Thursday, March 30, 2006

Mental Health Parity and Insurance Costs

Parity in mental health and substance abuse coverage is a goal for many advocates for the mentally ill. Normally, insurance coverage for treatment of so-called "mental illnesses" (I'll deal with that term on another day) and addictions has it's own sets of limits, in some cases draconian. Parity in mental health and substance abuse coverage means that people have the same co-pay, deductible, and visit limitations as they do for traditional medical care.

The argument against parity has been that it would increase insurance costs significantly. The fear has been that people would sail into long-term therapy or stay in the hospital indefinitely, leaving insurance companies to pick up the tab. This article, by Goldman, et al., (there are 14 authors!) in The New England Journal of Medicine challenges that assertion.

The background is simple. In 1999, President Clinton directed the Office of Personnel Management to ensure parity for federal employees. Parity was established on January 1, 2001 for all 8.5 million enrollees in the federal system. This figure includes retirees and dependents along with the federal employees.

The authors matched 9 federal insurance plans with parity to 9 similar non-federal insurance plans without parity. They matched them on features of the plans and geographic location. They then compared the costs of the plans over the years 2000 (prior to parity) and 2001 (after parity).

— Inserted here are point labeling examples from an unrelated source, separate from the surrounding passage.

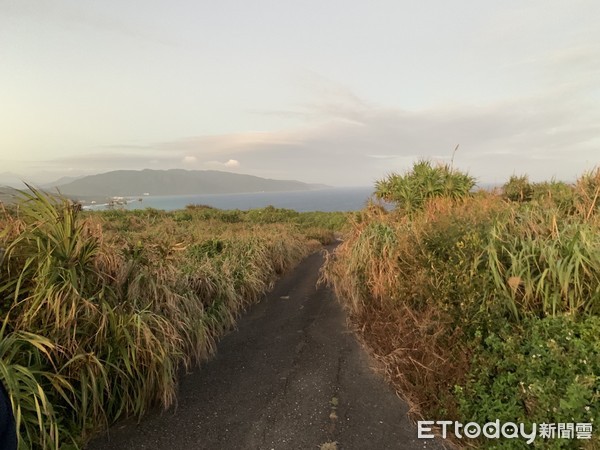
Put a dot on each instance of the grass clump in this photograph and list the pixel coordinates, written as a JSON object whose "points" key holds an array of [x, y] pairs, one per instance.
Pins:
{"points": [[100, 312], [455, 296]]}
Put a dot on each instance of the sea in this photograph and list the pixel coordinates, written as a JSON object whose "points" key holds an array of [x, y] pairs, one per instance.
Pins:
{"points": [[330, 199]]}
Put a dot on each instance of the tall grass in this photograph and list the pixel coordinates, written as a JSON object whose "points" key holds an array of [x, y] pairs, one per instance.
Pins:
{"points": [[432, 285], [101, 312]]}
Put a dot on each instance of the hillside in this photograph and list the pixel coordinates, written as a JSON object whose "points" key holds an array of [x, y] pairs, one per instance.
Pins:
{"points": [[175, 182]]}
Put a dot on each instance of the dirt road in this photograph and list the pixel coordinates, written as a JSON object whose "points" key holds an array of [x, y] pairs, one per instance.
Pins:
{"points": [[291, 377]]}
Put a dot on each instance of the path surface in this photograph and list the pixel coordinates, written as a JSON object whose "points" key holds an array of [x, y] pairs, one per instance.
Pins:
{"points": [[291, 377]]}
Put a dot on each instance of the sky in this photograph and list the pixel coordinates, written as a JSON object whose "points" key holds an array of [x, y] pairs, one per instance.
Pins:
{"points": [[322, 91]]}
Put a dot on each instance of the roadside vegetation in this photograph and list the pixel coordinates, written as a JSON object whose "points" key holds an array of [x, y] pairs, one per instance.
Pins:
{"points": [[481, 305], [101, 312]]}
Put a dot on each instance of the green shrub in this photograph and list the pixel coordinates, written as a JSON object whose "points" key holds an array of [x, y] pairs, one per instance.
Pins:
{"points": [[540, 371], [410, 191]]}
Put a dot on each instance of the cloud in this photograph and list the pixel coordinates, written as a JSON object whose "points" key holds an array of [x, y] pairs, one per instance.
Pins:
{"points": [[552, 132]]}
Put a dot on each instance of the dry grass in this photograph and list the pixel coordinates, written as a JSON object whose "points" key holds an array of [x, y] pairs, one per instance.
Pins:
{"points": [[100, 312]]}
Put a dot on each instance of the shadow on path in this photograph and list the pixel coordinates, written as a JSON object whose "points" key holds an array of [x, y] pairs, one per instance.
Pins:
{"points": [[291, 377]]}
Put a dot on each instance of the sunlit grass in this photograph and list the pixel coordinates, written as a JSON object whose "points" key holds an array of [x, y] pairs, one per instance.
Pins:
{"points": [[101, 312]]}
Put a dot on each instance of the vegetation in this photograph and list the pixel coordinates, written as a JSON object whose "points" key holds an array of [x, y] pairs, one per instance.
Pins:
{"points": [[101, 311], [481, 306]]}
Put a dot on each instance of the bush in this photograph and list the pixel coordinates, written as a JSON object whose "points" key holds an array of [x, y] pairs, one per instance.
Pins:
{"points": [[410, 191], [541, 371]]}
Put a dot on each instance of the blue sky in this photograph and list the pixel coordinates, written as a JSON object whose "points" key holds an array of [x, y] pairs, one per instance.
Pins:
{"points": [[337, 92]]}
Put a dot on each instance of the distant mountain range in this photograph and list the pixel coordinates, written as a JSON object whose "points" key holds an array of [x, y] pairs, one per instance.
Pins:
{"points": [[125, 183]]}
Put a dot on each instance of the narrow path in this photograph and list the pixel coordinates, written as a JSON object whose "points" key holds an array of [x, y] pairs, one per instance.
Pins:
{"points": [[291, 377]]}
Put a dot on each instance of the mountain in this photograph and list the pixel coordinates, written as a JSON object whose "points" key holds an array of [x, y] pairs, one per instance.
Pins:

From 2000 to 2001, costs of both plans rose the same amount. Had parity increased costs, the plans with parity would have increased more than the plans without parity. Because they did not, Goldman, et al., concluded that parity did not increase insurance costs.

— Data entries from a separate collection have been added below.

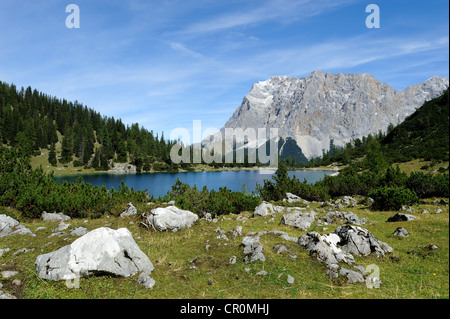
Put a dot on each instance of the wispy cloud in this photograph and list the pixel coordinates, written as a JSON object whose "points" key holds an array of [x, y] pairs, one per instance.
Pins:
{"points": [[280, 10], [181, 48]]}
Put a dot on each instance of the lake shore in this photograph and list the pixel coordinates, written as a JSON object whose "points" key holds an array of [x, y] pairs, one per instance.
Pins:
{"points": [[70, 170]]}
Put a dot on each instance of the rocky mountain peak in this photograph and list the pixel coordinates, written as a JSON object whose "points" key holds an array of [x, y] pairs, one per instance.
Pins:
{"points": [[321, 107]]}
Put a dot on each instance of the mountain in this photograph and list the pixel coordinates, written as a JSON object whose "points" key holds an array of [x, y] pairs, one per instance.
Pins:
{"points": [[325, 108]]}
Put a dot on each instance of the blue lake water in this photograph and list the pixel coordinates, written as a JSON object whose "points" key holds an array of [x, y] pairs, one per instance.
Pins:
{"points": [[158, 184]]}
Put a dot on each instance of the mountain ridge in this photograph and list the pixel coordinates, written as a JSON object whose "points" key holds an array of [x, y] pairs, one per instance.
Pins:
{"points": [[324, 107]]}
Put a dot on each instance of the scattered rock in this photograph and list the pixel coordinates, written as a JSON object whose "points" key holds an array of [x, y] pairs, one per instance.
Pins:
{"points": [[79, 231], [235, 232], [280, 249], [5, 295], [291, 198], [263, 209], [351, 275], [325, 248], [129, 211], [400, 231], [59, 234], [400, 217], [346, 201], [349, 218], [360, 241], [4, 250], [8, 273], [23, 251], [145, 280], [10, 226], [333, 271], [169, 218], [54, 217], [101, 251], [61, 226], [299, 220], [252, 249]]}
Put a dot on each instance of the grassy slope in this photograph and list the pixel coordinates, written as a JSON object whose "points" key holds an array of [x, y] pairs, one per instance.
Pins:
{"points": [[418, 273]]}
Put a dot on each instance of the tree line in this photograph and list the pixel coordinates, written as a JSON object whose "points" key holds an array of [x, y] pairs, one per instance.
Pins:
{"points": [[32, 120]]}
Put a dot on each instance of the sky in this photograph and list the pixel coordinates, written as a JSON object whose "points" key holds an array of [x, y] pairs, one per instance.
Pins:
{"points": [[164, 64]]}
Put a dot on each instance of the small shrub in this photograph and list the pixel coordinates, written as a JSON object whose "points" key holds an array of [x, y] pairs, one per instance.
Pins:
{"points": [[392, 198]]}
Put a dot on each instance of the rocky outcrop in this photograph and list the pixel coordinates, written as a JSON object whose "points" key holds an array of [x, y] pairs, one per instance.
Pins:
{"points": [[129, 211], [253, 249], [400, 217], [10, 226], [54, 217], [325, 248], [360, 241], [299, 219], [323, 106], [101, 251], [169, 218]]}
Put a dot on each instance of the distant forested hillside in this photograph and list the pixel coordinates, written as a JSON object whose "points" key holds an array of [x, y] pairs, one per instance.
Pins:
{"points": [[424, 134], [31, 120]]}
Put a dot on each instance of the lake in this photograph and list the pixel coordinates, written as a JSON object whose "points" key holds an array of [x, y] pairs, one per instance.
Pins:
{"points": [[157, 184]]}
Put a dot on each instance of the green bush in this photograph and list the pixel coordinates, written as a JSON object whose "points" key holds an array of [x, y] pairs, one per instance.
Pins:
{"points": [[392, 198]]}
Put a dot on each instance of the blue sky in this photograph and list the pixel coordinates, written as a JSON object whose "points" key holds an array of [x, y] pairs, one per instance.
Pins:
{"points": [[164, 64]]}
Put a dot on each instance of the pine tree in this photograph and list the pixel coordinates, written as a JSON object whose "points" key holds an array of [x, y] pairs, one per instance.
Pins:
{"points": [[52, 155]]}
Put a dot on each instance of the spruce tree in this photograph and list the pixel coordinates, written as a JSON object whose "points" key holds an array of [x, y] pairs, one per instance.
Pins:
{"points": [[52, 155]]}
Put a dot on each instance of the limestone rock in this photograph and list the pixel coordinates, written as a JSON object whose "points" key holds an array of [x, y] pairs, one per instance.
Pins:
{"points": [[101, 251], [401, 217], [350, 218], [263, 209], [360, 241], [145, 280], [129, 211], [169, 218], [352, 276], [252, 249], [325, 248], [10, 226], [299, 220], [54, 217], [400, 231]]}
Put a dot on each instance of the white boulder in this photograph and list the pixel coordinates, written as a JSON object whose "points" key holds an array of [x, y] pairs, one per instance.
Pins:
{"points": [[100, 251], [169, 218]]}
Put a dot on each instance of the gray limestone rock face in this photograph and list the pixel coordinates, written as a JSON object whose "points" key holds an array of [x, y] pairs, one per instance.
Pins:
{"points": [[299, 220], [129, 211], [253, 249], [325, 248], [360, 241], [169, 218], [263, 209], [400, 231], [10, 226], [101, 251], [352, 276], [321, 107], [401, 217], [54, 217]]}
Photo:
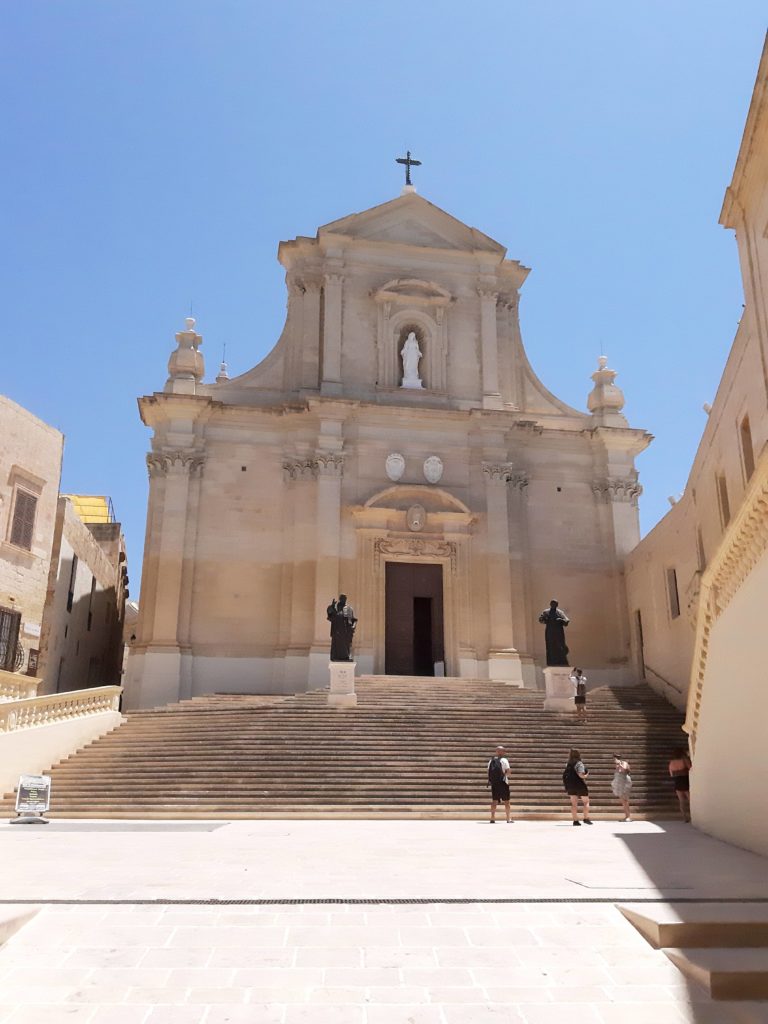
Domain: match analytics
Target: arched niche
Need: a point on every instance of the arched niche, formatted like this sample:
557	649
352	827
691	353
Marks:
420	306
431	342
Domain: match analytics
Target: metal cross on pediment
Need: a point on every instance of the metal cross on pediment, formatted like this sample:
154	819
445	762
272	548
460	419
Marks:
409	162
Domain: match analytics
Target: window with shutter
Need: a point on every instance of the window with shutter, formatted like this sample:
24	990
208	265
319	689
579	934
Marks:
24	519
10	622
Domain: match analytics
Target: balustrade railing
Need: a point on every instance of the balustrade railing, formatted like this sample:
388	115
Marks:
57	708
670	692
13	687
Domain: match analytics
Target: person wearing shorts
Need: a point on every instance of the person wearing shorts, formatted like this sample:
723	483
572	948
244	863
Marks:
622	784
499	782
579	680
679	767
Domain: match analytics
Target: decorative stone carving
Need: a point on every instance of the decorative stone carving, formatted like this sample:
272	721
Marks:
411	354
505	472
617	489
409	547
185	367
328	464
433	469
394	466
605	400
416	517
178	462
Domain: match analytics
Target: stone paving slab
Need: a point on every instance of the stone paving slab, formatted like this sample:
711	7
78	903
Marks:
367	859
72	964
333	963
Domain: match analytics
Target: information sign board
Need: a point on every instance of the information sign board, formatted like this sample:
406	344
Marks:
33	796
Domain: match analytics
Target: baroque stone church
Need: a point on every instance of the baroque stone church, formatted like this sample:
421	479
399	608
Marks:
394	445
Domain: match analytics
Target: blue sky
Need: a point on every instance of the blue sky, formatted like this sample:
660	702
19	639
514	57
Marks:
155	154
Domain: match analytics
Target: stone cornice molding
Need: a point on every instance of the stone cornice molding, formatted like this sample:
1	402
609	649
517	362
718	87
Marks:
415	547
175	463
617	488
743	544
505	472
411	292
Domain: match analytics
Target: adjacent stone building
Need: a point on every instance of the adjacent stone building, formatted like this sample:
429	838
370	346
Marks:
395	445
697	583
31	454
82	637
62	565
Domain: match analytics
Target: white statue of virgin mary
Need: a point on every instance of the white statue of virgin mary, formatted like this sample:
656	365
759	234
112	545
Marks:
411	353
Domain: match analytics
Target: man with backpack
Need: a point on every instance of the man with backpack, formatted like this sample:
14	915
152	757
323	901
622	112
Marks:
498	775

I have a couple of of quibbles with this study. First, I'm not convinced that they matched the federal and non federal plans very well. I'd feel a lot better if they matched the plans based on the demographics of the enrollees. We know that variables such as socioeconomic class can influence rates of mental illness and substance abuse.

Second, I'm not sure that one year is enough to see a trend in costs. The major costs come from treatment of chronically mentally ill, especially in inpatient settings. That might take several years to emerge.

Finally, I'm uncomfortable with the statistical analysis. Part of it is my problem. They used a technique called "difference-in-differences" analysis, and I'm unfamiliar with it. Googling indicates that it's frequently used in epidemiological research, but I'd feel better with a parametric test, such as ANOVA. Their willingness to base conclusions on negative results furthers my uneasiness. However, they do have this to say about it:

A finding of negative results always raises the question of whether the effect of parity on use and spending was really limited or whether the evaluation lacked the necessary power to detect an effect. Two factors lead us to believe that the effect really was limited: the estimated differences between the results for enrollees in the FEHB Program and comparison enrollees were relatively small in magnitude. The sample sizes used in the analysis were large and were sufficient to show significant effects of similar policy measures, such as the effect of carving out mental health and substance-abuse care while holding the benefit design constant. (p.1384)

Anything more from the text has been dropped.